Dans l’UE, les dernières perspectives à court terme indiquent des marchés céréaliers globalement robustes et des rendements de cultures d’hiver supérieurs à la moyenne, malgré une certaine pression liée aux coûts des intrants. Bien que l’avoine représente une part plus réduite du mélange céréalier, des rapports antérieurs signalaient seulement un recul modéré des surfaces d’avoine, avec des stocks de début de campagne confortables après une excellente récolte 2025. Cette combinaison suggère qu’à moins de chocs météorologiques majeurs, l’offre nord‑américaine comme européenne devrait être suffisante pour couvrir la demande actuelle en alimentation animale et en consommation humaine sur la campagne 2026/27.
Fondamentaux & Météo
Les semis d’avoine sont terminés aux États‑Unis et la culture progresse vers la récolte, avec environ la moitié des surfaces notées en bon à excellent état dans les dernières évaluations gouvernementales, ce qui indique une récolte de qualité moyenne. Dans les Prairies canadiennes, de fortes pluies récentes ont ralenti le développement dans certaines zones localisées, mais la disparition du risque de sécheresse et une humidité des sols abondante sont pour l’instant davantage un facteur de soutien qu’une menace.
Pour les prochains jours, les prévisionnistes annoncent un mélange d’orages marqués et de conditions chaudes et humides dans certaines parties des Prairies, ce qui pourrait générer localement de la verse ou une pression accrue de maladies si les pluies sont excessives, tout en maintenant un bon potentiel de rendement là où le drainage est adéquat. En Europe, les services de suivi des cultures continuent de signaler des conditions céréalières globalement favorables, sans stress généralisé actuellement identifié pour l’avoine. Dans l’ensemble, les fondamentaux penchent légèrement à la baisse pour les prix en Europe en raison de stocks confortables, tandis que les contrats à terme nord‑américains réagissent davantage aux nouvelles météo et à l’évolution des primes de risque.

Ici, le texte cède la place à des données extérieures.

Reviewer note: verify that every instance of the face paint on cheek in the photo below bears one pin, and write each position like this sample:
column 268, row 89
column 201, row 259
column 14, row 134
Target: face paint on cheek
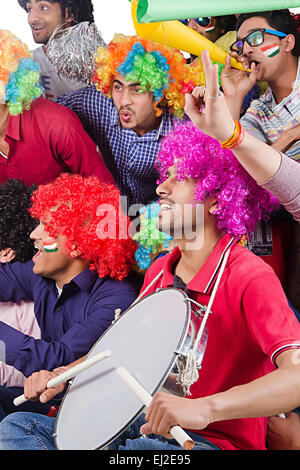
column 271, row 50
column 50, row 247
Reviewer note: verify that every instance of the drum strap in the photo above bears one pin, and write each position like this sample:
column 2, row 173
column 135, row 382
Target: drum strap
column 188, row 371
column 148, row 287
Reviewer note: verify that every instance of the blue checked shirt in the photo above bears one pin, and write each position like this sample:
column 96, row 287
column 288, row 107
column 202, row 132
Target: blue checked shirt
column 129, row 157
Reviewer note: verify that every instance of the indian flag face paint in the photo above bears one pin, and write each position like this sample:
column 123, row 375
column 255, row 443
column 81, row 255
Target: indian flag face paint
column 271, row 50
column 50, row 247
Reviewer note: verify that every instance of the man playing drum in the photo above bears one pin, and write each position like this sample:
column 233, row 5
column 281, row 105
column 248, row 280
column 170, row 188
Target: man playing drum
column 250, row 368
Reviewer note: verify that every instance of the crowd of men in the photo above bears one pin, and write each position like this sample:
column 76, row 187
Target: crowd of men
column 145, row 132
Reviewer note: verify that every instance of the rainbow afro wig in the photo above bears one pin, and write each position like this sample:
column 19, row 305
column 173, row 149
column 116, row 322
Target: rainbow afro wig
column 19, row 74
column 87, row 213
column 157, row 68
column 241, row 202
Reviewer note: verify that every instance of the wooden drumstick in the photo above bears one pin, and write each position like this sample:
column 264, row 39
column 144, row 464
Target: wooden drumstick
column 177, row 432
column 69, row 374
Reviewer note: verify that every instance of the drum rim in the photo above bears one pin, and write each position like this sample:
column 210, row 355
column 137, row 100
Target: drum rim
column 161, row 382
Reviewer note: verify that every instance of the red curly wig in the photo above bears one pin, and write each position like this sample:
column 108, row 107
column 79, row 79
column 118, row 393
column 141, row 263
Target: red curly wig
column 87, row 213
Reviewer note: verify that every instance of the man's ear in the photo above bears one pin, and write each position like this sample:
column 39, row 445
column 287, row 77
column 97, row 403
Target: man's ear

Perspectives & Implications de Trading
- Contrats à terme : Avec des contrats d’avoine au CBoT affichant une légère fermeté et une courbe inclinée vers le haut, de nouveaux gains à court terme sont possibles si la chaleur et les orages dans les Prairies se traduisent par des pertes de rendement tangibles ; sinon, les prix risquent de se consolider ou de reculer à l’approche de la récolte.
- Acheteurs physiques (UE) : Les fabricants d’aliments composés en Europe de l’Ouest peuvent maintenir pour l’instant une stratégie d’achats au fil de l’eau, compte tenu des prix EXW stables et de bonnes perspectives de récolte, mais ils devraient être prêts à étendre leur couverture si le risque météo nord‑américain déclenche un rally mené par les contrats à terme.
- Producteurs : Les agriculteurs de l’UE et de la mer Noire ayant déjà vendu une partie de leur avoine à terme peuvent envisager des couvertures supplémentaires progressives en profitant des mouvements de hausse des contrats à terme rapprochés, en particulier si la base locale reste stable et que la météo demeure clémente.
Au cours des trois prochaines séances, les contrats à terme sur l’avoine au CBoT devraient évoluer dans une fourchette légèrement haussière pilotée par la météo, avec une volatilité intrajournalière autour des niveaux actuels, tandis que les prix au comptant de l’avoine en Europe, en Allemagne et en Ukraine, devraient rester globalement stables en termes d’EUR, avec seulement de légers ajustements de base anticipés.